Un emplacement exceptionnel
L’histoire de Byzance commence par une légende. En 667 avant J.-C., un Grec nommé Byzas parcourt depuis un certain temps la mer Méditerranée afin de trouver un lieu propice à la fondation d’une colonie. L’oracle de Delphes, autorité de référence du monde hellénique, lui a conseillé d’installer celle-ci « en face des aveugles ». Après bien des recherches, il jette l’ancre à Chalcédoine, une petite ville située sur la rive asiatique du Bosphore, un détroit séparant l’Europe de l’Asie et menant de la Méditerranée à la mer Noire. Le lieu lui semble particulièrement inhospitalier : des falaises rendent l’accès à l’eau difficile et le sol est peu fertile. Face à Chalcédoine se trouve pourtant un site bien plus accueillant, une péninsule contrôlant le détroit et facile à défendre. C’est sur ce promontoire que Byzas choisit d’installer sa colonie, convaincu que les Chalcédoniens installés sur leur falaise sont les aveugles de l’oracle. Byzance, la ville de Byzas, est née.
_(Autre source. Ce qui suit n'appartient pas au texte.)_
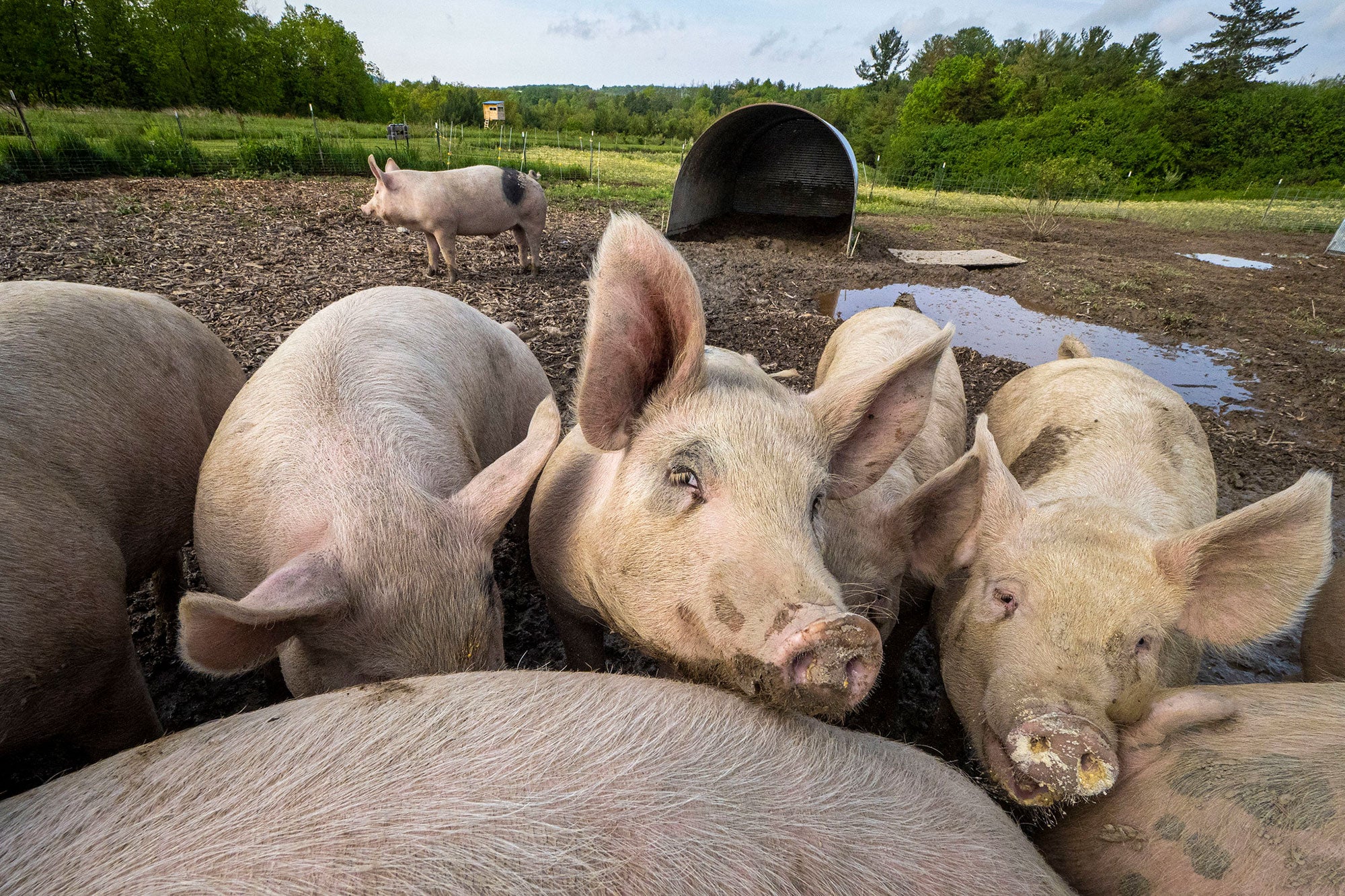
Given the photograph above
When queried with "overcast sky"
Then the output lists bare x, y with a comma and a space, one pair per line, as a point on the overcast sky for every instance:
679, 42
Byzance est située sur une péninsule à l’embouchure de la rive occidentale du Bosphore. Celui-ci est un détroit de 32 kilomètres de longueur et de 698 à 3 000 mètres de largeur séparant les continents européen et asiatique et reliant la mer Noire à la mer de Marmara. Il s’agit dès l’Antiquité d’un point de passage obligé pour les navires transportant blé, fourrures et esclaves des pourtours de la mer Noire aux grands centres de consommation de la Méditerranée. C’est aujourd’hui encore l’un des passages maritimes les plus empruntés au monde. Source : NASA, Wikipédia, domaine public.
Le site de Byzance-Constantinople-Istanbul est exceptionnel. Il se trouve au point de rencontre des grands itinéraires maritimes et terrestres de la région. Il contrôle les communications entre la mer Noire et la mer de Marmara en plus d’être le point de passage le plus commode entre l’Europe et l’Asie.
Le site de Byzance-Constantinople-Istanbul est entouré d’eau de trois côtés. Au nord-est se trouve le Bosphore. Au sud se trouve la mer de Marmara, mer intérieure reliant le Bosphore aux Dardanelles. Au nord se trouve la Corne d’Or, estuaire de plusieurs rivières se jetant dans la mer de Marmara. La rencontre de ces trois masses d’eau assure à la ville plusieurs avantages. Leur température et leur salinité différentes attirent près des côtes de nombreux poissons. La Corne d’Or offre un approvisionnement facile en eau douce tout en abritant les navires des courants et intempéries. La péninsule de Constantinople est facile à défendre. Carte tirée du Voyage pittoresque de la Grèce, Marie-Gabriel-Florent-Auguste, comte de Choiseul-Gouffier, Paris, 1822. Wikimedia Commons, domaine public.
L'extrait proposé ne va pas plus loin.